The power of a simulation is that researchers can run nearly infinite scenarios using real-world data at little to no cost. Simply re-creating the original RCT safety results using proportional sampling to obtain the same type of nondiverse patient population included in the phase III trial does not address the issues of RCT underrepresentation discussed above. Thus, it is important to consider how the simulation results vary when more diverse patient populations are included. In that vein, the authors ran the same simulation again using a much more diverse patient population, which was randomly sampled from the OneFlorida database and more representative of Florida’s demographic breakdown.

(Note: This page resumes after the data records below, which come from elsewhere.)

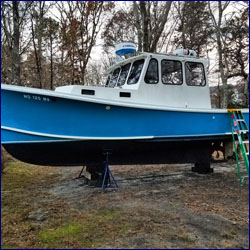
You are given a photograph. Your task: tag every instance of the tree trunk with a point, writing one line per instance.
(16, 44)
(246, 90)
(51, 63)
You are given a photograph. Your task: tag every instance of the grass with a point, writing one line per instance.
(91, 230)
(23, 194)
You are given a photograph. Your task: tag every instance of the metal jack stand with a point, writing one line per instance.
(108, 178)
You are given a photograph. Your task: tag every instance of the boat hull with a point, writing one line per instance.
(127, 152)
(46, 129)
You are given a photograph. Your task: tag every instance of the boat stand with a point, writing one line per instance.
(108, 180)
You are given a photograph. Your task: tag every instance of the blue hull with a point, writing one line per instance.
(36, 121)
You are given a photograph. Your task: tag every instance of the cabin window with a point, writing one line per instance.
(152, 75)
(123, 75)
(108, 79)
(114, 77)
(171, 72)
(195, 75)
(135, 72)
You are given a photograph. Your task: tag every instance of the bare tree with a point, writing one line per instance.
(221, 46)
(81, 23)
(151, 18)
(14, 40)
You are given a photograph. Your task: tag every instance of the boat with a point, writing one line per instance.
(154, 108)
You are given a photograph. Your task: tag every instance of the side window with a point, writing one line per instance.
(113, 78)
(152, 75)
(195, 75)
(135, 72)
(123, 74)
(108, 79)
(171, 72)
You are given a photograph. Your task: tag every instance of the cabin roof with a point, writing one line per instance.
(160, 56)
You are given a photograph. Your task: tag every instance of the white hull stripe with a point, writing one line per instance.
(74, 137)
(99, 138)
(36, 91)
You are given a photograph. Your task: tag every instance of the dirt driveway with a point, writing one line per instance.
(161, 206)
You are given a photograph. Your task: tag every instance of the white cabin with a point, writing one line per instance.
(170, 80)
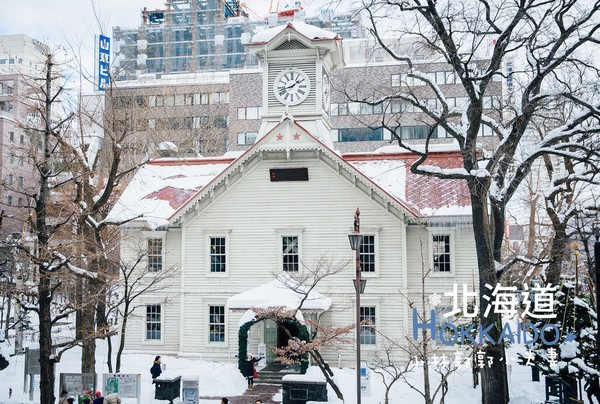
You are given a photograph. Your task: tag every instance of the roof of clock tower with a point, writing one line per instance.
(309, 35)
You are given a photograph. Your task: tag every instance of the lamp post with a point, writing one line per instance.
(597, 264)
(359, 286)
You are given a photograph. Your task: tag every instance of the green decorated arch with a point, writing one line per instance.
(303, 335)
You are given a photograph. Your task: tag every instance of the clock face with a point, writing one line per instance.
(291, 86)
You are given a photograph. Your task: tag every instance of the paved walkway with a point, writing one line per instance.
(263, 392)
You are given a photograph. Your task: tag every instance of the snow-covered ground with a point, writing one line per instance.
(224, 380)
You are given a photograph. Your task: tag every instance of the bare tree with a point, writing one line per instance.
(387, 365)
(304, 283)
(541, 41)
(64, 242)
(135, 279)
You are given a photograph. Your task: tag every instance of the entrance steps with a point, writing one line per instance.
(274, 372)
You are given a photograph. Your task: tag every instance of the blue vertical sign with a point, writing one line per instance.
(509, 76)
(103, 62)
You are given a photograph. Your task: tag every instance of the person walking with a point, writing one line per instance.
(250, 370)
(86, 398)
(99, 399)
(592, 387)
(112, 398)
(63, 397)
(156, 368)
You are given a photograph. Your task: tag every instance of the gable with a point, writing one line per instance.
(286, 143)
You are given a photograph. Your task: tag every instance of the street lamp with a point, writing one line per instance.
(359, 286)
(597, 261)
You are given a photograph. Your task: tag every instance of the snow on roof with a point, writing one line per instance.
(277, 294)
(159, 188)
(307, 30)
(430, 196)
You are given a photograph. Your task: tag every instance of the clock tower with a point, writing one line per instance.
(297, 60)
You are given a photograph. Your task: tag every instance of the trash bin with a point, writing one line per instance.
(298, 390)
(167, 389)
(535, 374)
(190, 389)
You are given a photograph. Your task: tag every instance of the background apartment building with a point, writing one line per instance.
(21, 57)
(176, 83)
(191, 36)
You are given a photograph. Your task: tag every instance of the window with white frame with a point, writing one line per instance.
(155, 254)
(290, 253)
(246, 139)
(368, 334)
(153, 322)
(249, 112)
(367, 254)
(441, 252)
(216, 324)
(218, 254)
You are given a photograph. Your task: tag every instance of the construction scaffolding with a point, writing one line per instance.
(187, 36)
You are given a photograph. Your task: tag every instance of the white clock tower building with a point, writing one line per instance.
(297, 61)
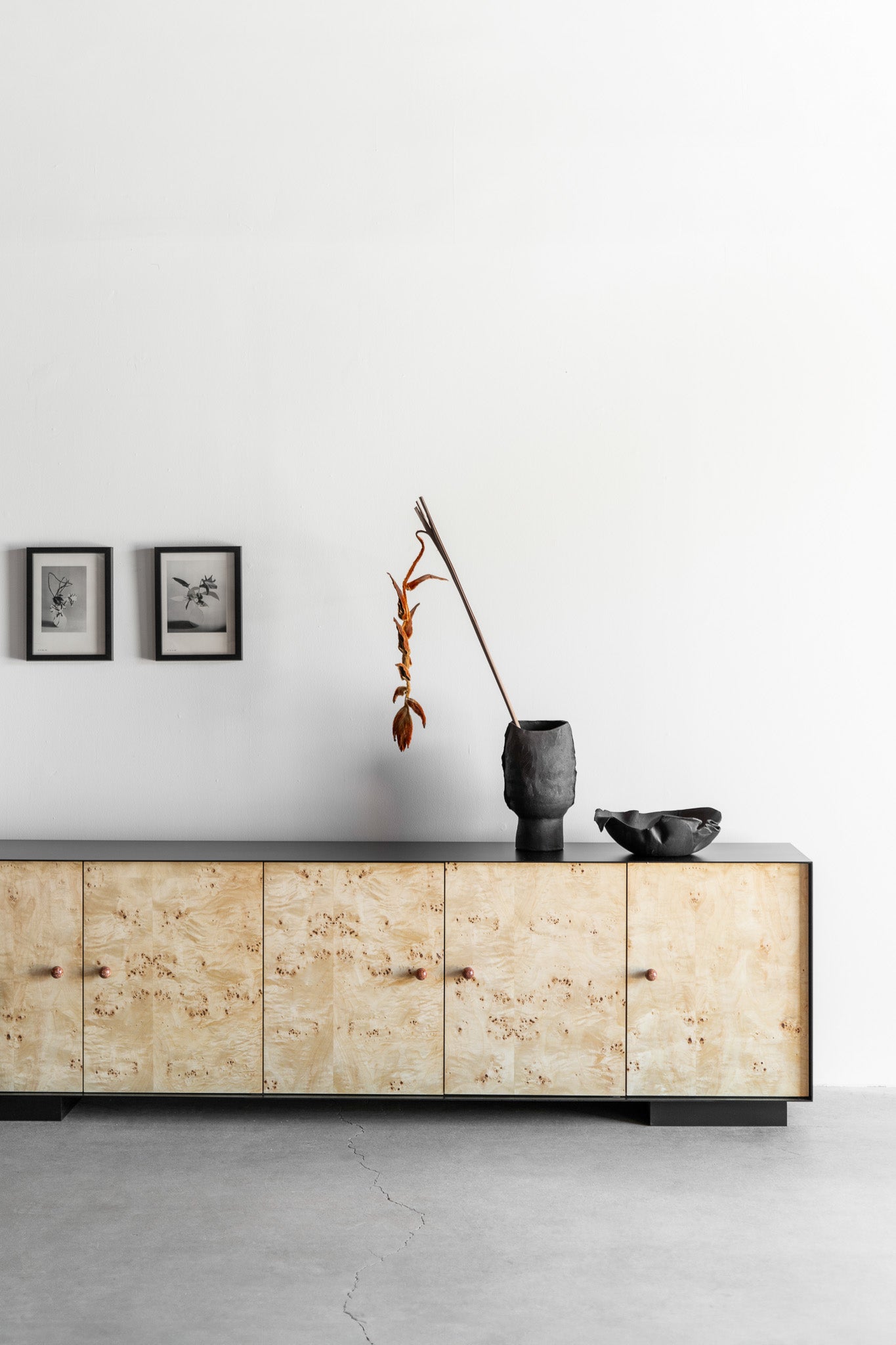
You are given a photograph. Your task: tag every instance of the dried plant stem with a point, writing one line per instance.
(433, 533)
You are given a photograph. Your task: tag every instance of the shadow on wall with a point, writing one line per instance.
(402, 801)
(144, 562)
(16, 596)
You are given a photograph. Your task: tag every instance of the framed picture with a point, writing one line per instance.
(199, 612)
(69, 603)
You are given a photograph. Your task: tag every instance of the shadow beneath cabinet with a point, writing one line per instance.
(414, 1110)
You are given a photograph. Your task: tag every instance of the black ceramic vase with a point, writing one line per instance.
(539, 780)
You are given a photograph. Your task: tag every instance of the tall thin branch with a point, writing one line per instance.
(433, 533)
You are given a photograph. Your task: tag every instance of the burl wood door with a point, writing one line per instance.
(544, 1011)
(729, 1011)
(181, 1009)
(344, 1009)
(41, 1019)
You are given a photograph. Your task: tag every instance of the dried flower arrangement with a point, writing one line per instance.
(58, 596)
(403, 722)
(199, 592)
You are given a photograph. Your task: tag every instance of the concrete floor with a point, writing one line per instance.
(396, 1223)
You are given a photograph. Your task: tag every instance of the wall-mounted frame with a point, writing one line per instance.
(199, 606)
(69, 603)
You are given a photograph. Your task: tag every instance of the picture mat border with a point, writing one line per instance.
(238, 604)
(106, 552)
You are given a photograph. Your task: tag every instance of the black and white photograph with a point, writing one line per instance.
(69, 603)
(198, 603)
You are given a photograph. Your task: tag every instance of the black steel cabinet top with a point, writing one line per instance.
(378, 852)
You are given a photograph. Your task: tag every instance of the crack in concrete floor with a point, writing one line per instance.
(375, 1256)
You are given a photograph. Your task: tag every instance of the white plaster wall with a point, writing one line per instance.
(613, 286)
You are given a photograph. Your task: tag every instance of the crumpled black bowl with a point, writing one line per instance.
(673, 834)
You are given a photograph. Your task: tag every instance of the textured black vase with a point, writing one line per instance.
(539, 780)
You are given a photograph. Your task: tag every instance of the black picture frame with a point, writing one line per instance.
(39, 655)
(165, 655)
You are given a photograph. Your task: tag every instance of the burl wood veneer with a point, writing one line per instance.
(344, 1012)
(729, 1011)
(544, 1012)
(41, 1024)
(182, 1006)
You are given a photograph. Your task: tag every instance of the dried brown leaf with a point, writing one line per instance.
(403, 728)
(422, 579)
(418, 709)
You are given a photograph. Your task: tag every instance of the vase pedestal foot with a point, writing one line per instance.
(539, 834)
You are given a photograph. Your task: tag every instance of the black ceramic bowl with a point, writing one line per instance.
(673, 834)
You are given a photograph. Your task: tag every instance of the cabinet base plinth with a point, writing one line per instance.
(708, 1113)
(37, 1106)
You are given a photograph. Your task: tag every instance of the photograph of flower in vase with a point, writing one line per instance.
(62, 599)
(198, 603)
(69, 603)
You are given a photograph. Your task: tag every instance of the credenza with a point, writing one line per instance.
(426, 970)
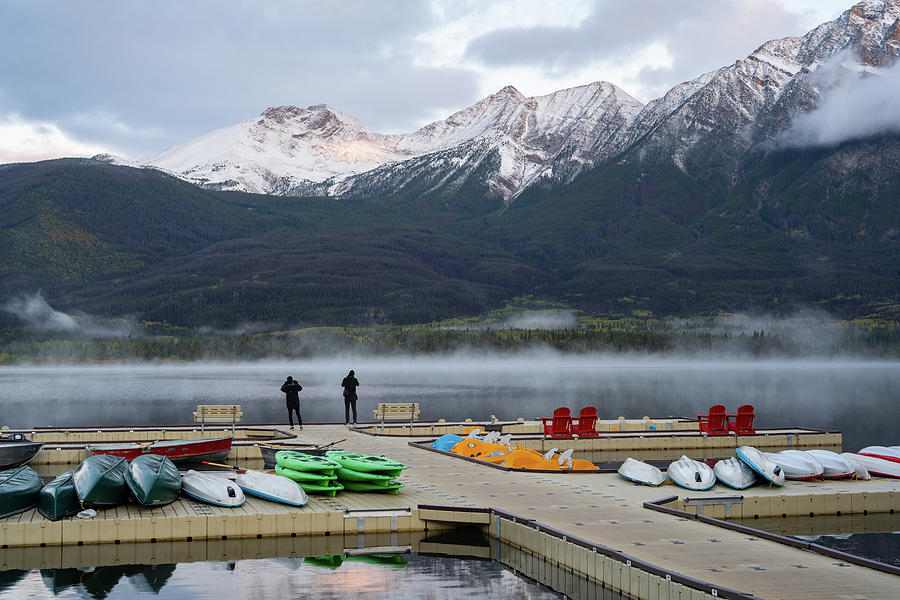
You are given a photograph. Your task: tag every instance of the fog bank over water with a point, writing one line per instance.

In this second, more diverse simulation population, only 28% of the patient records included belonged to White patients, and the results were strikingly dissimilar from the original RCT (which was 73.5% White). This second run of the simulation, using a more diverse population, showed an SAE rate of 15.5% (vs 8.3% in the original RCT). This is not the first evidence that donepezil may affect some patient populations differently: a 2015 prospective study of ethnically diverse patients taking donepezil for Alzheimer’s Disease found that the drug provided no statistically significant benefit, while a comparable study populated with white non-Latino Alzheimer’s patients found a modest benefit6. The powerful modifying effect of demographics on SAE rates in this simulation provides us with a more nuanced understanding of donepezil’s safety profile. While race may not be the only modifier at play here (we cannot rule out the possibility of hidden confounders such as treatment center), the dramatic effect of demographics in this simulation suggests that the original RCT may not have captured a higher SAE rate amongst minorities, making it difficult to generalize the safety results to all populations.

RCTs remain the gold-standard of medicine, but as digital models improve, we can finally address cost, diversity, and size constraints to create an even stronger standard for the future. Simulations may never fully replace RCTs, but as the size and complexity of our medical records data grows, simulations provide an opportunity to replace the static conclusions of a traditional clinical trial with a more nuanced and dynamic understanding of medicine that better serves all stakeholders.